In an interview with Aid to the Church in Need, Archbishop Kaigama said that, despite the attack outside St John’s Catholic Cathedral, in the northern city of Bauchi, the Christian faithful would not be deterred from practising their religion.
In the second attack against Christians in Bauchi within a week, the dead included a boy, a young woman and the suicide bomber who reportedly rammed his car into a security barrier outside the cathedral.
While nobody has claimed responsibility for the attack, Archbishop Kaigama described it as “typical” of Islamist group Boko Haram who since 2010 has reportedly killed 1,400 people in attacks on churches, government and security buildings, and markets. "We are very unhappy with the government’s record on tackling the violence," he said.
"The government and the security services do not seem to be able to find out who is responsible for these attacks. I do not feel that they have got to the root of the matter. Unless the individuals are identified, we will continue to go round in circles and the violence will occur again and again. The government is not on top of the security situation."
Calling on the government to step up security, he added: "The government say they are handling the matter and that the police are taking action but I do not see any improvement. People cannot assemble freely. Until people can gather freely, it will be very difficult to see a way forward."

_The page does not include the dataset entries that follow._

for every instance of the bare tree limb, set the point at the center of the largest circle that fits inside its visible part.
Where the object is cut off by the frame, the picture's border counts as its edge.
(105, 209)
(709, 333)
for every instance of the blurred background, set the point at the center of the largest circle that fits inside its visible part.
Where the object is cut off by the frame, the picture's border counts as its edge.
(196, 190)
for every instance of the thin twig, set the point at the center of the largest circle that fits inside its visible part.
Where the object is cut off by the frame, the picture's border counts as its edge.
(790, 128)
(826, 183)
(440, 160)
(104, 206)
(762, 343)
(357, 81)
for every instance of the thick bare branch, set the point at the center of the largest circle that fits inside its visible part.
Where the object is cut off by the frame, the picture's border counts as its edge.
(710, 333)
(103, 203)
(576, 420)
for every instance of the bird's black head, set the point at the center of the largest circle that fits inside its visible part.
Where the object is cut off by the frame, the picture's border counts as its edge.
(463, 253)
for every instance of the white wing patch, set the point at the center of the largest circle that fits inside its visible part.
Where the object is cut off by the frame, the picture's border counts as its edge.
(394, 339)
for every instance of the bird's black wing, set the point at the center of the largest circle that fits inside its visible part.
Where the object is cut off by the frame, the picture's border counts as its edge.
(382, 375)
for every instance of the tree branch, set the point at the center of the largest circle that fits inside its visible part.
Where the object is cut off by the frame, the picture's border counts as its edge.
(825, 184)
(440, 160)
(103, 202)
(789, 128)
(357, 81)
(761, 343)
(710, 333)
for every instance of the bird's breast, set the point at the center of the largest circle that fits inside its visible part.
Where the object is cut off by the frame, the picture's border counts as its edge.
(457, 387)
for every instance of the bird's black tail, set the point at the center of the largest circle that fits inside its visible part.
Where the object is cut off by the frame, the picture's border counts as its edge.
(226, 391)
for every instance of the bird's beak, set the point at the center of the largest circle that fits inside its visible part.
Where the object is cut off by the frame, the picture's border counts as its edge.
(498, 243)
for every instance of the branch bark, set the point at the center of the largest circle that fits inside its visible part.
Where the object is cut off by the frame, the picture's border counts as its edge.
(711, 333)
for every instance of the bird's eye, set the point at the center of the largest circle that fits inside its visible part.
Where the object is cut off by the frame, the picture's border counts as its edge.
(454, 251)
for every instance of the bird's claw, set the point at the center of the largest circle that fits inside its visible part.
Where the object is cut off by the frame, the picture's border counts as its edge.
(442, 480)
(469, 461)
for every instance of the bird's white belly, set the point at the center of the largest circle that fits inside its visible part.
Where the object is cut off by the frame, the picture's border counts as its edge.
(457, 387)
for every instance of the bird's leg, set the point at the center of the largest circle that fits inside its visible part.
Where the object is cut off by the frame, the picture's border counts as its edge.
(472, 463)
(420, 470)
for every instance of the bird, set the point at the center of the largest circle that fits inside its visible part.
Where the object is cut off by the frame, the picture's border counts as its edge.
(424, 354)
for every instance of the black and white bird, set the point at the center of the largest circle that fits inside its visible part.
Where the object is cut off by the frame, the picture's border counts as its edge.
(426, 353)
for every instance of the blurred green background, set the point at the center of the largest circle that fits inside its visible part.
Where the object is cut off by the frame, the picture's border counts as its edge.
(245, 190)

The Nigerian prelate said the in spite of the violence, the Christian faithful refused to be cowed by the militants, while saying that "there is anger; there is fear and anxiety – everything – a real mixture of emotions."
"People somehow have become much stronger. If there is any event in that cathedral over the coming days, you can be sure that it will be full. No matter what, the people will not give into Boko Haram and other extremists. They have a courage and a determination to go back to church regardless of the dangers," Archbishop Kaigama said.
The president of the Nigerian Bishops Conference said that despite the loss of life, the death toll would have been much higher had security precautions not been in place, including barricades at the gates of Archbishop Kaigama concluded the interview expressing sadness at what he called “the indoctrination” of young suicide bombers, saying that it "is difficult to imagine a Nigerian deciding he is prepared to die like this."
"Before, it would never have happened here. Nigerians love life. They suffer and smile," he said.